A melhor interpretação desse dispositivo é que o Contran tem autonomia para regulamentar em que outras partes do veículo serão gravados os caracteres identificadores, como os vidros, a título de exemplo. O ato aqui é vinculado. Deve haver gravação física.

Isso decorre do princípio basilar que rege a relação entre o Estado e o cidadão que é o princípio da legalidade, ou seja, o Estado só pode fazer o que a lei determinar, diferentemente do princípio da autonomia da vontade que rege a relação entre particulares, dispondo que se presume permitido o que não é proibido.

De qualquer forma a própria Resolução 212 estabelece que as placas eletrônicas “devem possibilitar sua fixação nos veículos de tal forma que se tornem fisicamente inoperantes quando removidas da sua localização original”. Disso conclui-se que tal dispositivo não está apto a identificar qualquer veículo nos moldes estabelecidos pelo CTB.

Ainda, o artigo 115 do CTB disciplina a forma de identificação externa do veículo sendo que neste artigo não é mencionado qualquer meio de identificação eletrônica, confrontando-se, mais uma vez, com o princípio da legalidade.

Ainda quanto ao aspecto da legalidade, analisando-se a Lei Complementar 121, de 9 de fevereiro de 2006, vê-se que, na criação do Sistema Nacional de Prevenção, Fiscalização e Repressão ao Furto e Roubo de Veículos e Cargas, alguns de seus objetivos relacionam-se a modernização e a adequação tecnológica dos equipamentos e procedimentos destinados a tal prevenção, fiscalização e repressão ao furto e roubo de veículos, bem como manter sistemas de informações para o conjunto de órgãos integrantes do Sistema.

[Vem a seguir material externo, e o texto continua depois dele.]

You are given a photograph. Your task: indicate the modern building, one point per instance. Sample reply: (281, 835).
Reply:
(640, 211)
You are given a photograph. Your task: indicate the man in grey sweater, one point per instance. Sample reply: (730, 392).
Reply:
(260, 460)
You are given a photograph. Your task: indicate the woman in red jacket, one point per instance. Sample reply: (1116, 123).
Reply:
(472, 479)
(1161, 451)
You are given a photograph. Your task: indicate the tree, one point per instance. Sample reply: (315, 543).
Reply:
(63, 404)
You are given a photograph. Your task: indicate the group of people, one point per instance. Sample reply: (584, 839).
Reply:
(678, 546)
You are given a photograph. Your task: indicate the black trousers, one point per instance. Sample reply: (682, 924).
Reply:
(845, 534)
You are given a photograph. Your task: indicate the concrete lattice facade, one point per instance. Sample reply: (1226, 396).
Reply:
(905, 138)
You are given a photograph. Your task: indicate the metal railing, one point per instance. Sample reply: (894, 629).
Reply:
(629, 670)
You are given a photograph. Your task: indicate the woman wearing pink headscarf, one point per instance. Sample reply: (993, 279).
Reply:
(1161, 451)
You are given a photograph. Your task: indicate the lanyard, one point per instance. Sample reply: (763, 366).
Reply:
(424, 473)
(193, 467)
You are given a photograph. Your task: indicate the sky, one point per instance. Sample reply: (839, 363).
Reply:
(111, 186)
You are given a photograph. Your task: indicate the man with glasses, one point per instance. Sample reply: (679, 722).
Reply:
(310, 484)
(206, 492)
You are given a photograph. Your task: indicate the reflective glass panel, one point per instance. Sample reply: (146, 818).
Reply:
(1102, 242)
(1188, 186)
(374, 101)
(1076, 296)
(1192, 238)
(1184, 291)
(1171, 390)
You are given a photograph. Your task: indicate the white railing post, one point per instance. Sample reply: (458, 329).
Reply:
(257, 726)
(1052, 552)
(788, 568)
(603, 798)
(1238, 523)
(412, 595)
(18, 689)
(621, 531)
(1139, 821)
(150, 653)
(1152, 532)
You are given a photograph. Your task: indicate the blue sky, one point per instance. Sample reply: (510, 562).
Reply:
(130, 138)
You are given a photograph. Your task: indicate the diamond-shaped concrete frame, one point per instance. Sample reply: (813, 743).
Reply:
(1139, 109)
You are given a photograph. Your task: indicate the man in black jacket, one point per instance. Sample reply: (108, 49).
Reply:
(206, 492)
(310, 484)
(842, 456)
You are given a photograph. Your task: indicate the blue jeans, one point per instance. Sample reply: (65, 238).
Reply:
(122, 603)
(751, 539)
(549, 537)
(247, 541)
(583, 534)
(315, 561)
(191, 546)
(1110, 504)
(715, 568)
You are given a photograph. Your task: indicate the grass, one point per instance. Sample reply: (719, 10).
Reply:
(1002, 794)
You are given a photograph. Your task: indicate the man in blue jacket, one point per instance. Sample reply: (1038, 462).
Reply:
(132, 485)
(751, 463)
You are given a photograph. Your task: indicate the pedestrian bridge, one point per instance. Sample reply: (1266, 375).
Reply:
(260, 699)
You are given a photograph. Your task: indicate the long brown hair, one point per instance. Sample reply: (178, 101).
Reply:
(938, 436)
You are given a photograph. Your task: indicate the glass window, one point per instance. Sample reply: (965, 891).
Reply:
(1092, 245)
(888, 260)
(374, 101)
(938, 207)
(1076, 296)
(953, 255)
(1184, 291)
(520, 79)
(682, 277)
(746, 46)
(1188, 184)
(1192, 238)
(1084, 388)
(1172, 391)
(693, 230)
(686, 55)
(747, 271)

Ora, fiscalização e repressão ao furto e roubo de veículos não quer dizer fiscalização e repressão ao cidadão. Num país onde autoridades públicas são acusadas de violar o sigilo bancário e fiscal de cidadãos de bem, tal dispositivo torna-se altamente perigoso.

Ainda, os sinais obrigatórios de identificação dos veículos, que deveriam ser estabelecidos pelo Contran nos termos do artigo 7º da Lei Complementar supramencionada, devem seguir ao disposto no artigo 114 e seguintes do Código de Trânsito Brasileiro, já que a lei especial revoga a lei geral. A Lei Complementar citada não trata especificamente do assunto, só tangenciando-o genericamente. O CTB é, portanto, a norma competente para tal regulamentação.

Assim como os sinais obrigatórios de identificação devem ser aqueles estabelecidos pela Lei de Trânsito, impossível que seja aplicada a penalidade disposta no artigo 237 do CTB, uma vez que a inscrição ou simbologia necessária à identificação do veículo deve ser determinada em lei, qual seja, aquela estabelecida no artigo 114 e seguintes do CTB (Constituição Federal, Artigo 5º, “II — ninguém será obrigado a fazer ou deixar de fazer alguma coisa senão em virtude de lei”).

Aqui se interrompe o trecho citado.